NLP department, HT Médica, Carmelo Torres n 2, 23007, Jaén, Spain.
MRI unit, Radiology department, HT Médica, Carmelo Torres n 2, 23007, Jaén, Spain.
Comput Methods Programs Biomed. 2024 Oct;255:108334. doi: 10.1016/j.cmpb.2024.108334. Epub 2024 Jul 20.
In the last decade, there has been a growing interest in applying artificial intelligence (AI) systems to breast cancer assessment, including breast density evaluation. However, few models have been developed to integrate textual mammographic reports and mammographic images. Our aims are (1) to generate a natural language processing (NLP)-based AI system, (2) to evaluate an external image-based software, and (3) to develop a multimodal system, using the late fusion approach, by integrating image and text inferences for the automatic classification of breast density according to the American College of Radiology (ACR) guidelines in mammograms and radiological reports.
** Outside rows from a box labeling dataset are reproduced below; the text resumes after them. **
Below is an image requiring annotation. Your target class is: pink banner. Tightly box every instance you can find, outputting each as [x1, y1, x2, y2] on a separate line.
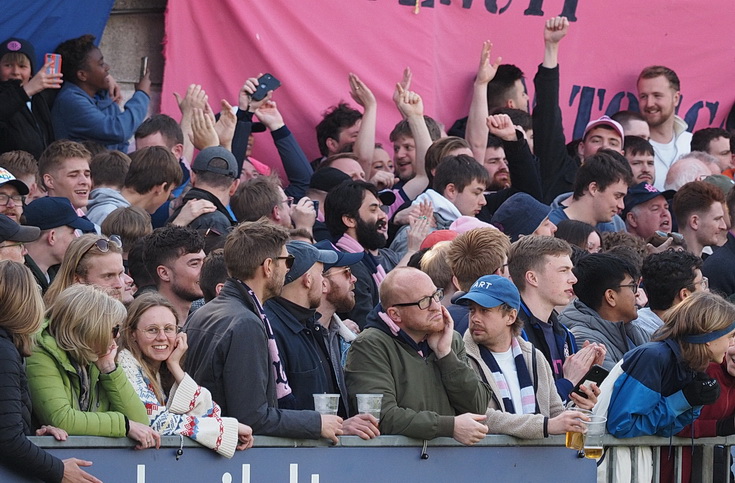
[161, 0, 735, 173]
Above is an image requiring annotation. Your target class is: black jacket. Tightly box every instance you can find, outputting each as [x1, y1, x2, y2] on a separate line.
[532, 65, 579, 205]
[0, 327, 64, 481]
[166, 188, 237, 235]
[265, 297, 347, 417]
[0, 80, 54, 160]
[185, 279, 321, 439]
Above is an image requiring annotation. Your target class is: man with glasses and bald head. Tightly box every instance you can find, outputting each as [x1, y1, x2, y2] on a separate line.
[345, 267, 491, 445]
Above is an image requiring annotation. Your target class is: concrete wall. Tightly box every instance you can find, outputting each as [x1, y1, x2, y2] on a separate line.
[100, 0, 166, 114]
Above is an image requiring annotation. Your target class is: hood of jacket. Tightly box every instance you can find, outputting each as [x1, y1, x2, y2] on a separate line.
[87, 188, 130, 211]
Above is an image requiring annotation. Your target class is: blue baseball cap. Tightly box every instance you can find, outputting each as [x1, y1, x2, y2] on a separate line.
[286, 241, 337, 285]
[314, 240, 365, 272]
[23, 196, 96, 233]
[456, 275, 521, 310]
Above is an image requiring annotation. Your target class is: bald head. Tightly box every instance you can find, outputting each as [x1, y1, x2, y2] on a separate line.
[380, 267, 433, 309]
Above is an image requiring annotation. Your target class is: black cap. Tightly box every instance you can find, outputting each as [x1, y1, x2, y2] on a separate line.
[0, 215, 41, 243]
[191, 146, 240, 179]
[623, 181, 676, 217]
[23, 196, 96, 233]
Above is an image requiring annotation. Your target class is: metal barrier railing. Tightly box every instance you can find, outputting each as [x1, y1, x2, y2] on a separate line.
[15, 435, 735, 483]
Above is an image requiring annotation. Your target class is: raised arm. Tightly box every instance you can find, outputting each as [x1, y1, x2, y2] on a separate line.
[465, 40, 502, 163]
[349, 73, 378, 173]
[394, 83, 431, 200]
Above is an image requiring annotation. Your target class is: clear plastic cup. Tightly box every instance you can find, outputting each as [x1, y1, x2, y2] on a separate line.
[584, 416, 607, 459]
[355, 394, 383, 421]
[566, 409, 592, 451]
[314, 394, 339, 414]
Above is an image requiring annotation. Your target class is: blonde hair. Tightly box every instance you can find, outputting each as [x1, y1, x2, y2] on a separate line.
[43, 234, 122, 307]
[420, 241, 453, 291]
[46, 284, 125, 365]
[651, 292, 735, 371]
[0, 260, 43, 357]
[120, 292, 179, 405]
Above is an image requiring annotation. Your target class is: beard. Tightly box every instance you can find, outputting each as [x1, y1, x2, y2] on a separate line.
[171, 283, 204, 302]
[355, 216, 388, 250]
[487, 170, 510, 191]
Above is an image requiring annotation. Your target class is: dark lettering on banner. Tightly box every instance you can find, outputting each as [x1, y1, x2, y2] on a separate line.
[398, 0, 579, 22]
[569, 85, 720, 139]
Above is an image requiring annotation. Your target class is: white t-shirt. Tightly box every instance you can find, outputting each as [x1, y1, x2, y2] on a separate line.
[491, 347, 523, 414]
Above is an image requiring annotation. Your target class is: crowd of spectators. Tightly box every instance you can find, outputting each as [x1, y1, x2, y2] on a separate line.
[0, 17, 735, 481]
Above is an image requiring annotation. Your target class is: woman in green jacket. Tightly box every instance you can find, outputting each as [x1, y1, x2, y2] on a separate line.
[27, 284, 161, 449]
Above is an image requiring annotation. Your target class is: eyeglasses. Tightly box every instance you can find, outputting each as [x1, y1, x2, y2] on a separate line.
[273, 254, 296, 270]
[323, 267, 352, 278]
[0, 193, 26, 206]
[692, 277, 709, 292]
[391, 288, 444, 310]
[655, 230, 684, 243]
[0, 242, 23, 250]
[618, 282, 640, 293]
[84, 235, 122, 255]
[138, 325, 181, 339]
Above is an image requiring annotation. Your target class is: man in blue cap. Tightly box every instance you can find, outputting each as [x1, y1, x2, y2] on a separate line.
[25, 196, 95, 293]
[0, 215, 40, 263]
[265, 241, 380, 439]
[457, 275, 596, 439]
[314, 240, 364, 401]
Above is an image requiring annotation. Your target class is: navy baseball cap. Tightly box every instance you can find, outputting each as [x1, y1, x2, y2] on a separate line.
[314, 240, 365, 272]
[0, 215, 41, 243]
[23, 196, 96, 233]
[0, 168, 30, 196]
[286, 241, 337, 285]
[455, 275, 521, 310]
[623, 181, 676, 216]
[191, 146, 240, 179]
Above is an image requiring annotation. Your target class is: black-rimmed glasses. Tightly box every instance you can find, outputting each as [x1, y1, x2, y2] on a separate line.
[391, 288, 444, 310]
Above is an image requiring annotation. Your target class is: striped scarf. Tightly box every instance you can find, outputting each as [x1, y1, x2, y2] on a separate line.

We first compared different NLP models, three based on n-gram term frequency - inverse document frequency and two transformer-based architectures, using 1533 unstructured mammogram reports as a training set and 303 reports as a test set. Subsequently, we evaluated an external image-based software using 303 mammogram images. Finally, we assessed our multimodal system taking into account both text and mammogram images.
Our best NLP model achieved 88 % accuracy, while the external software and the multimodal system achieved 75 % and 80 % accuracy, respectively, in classifying ACR breast densities.
Although our multimodal system outperforms the image-based tool, it currently does not improve the results offered by the NLP model for ACR breast density classification. Nevertheless, the promising results observed here open the possibility to more comprehensive studies regarding the utilization of multimodal tools in the assessment of breast density.
在过去十年中,人们对应用人工智能(AI)系统进行乳腺癌评估,包括乳腺密度评估,产生了越来越大的兴趣。然而,开发的模型很少能够整合文本乳腺摄影报告和乳腺图像。我们的目标是:(1)生成基于自然语言处理(NLP)的 AI 系统,(2)评估基于图像的外部软件,以及(3)通过集成图像和文本推断,使用晚期融合方法开发多模态系统,根据乳腺摄影和放射学报告中的美国放射学院(ACR)指南,对乳腺密度进行自动分类。
我们首先使用 1533 份非结构化乳腺摄影报告作为训练集和 303 份报告作为测试集,比较了三种基于 n 元词频-逆文档频率的 NLP 模型和两种基于转换器的架构。随后,我们使用 303 份乳腺摄影图像评估了基于图像的外部软件。最后,我们考虑了文本和乳腺摄影图像,评估了我们的多模态系统。
我们最好的 NLP 模型的准确率为 88%,而基于图像的软件和多模态系统的准确率分别为 75%和 80%,用于分类 ACR 乳腺密度。
尽管我们的多模态系统优于基于图像的工具,但它目前并不能提高 NLP 模型在 ACR 乳腺密度分类方面的结果。尽管如此,这里观察到的有希望的结果为在评估乳腺密度中使用多模态工具进行更全面的研究开辟了可能性。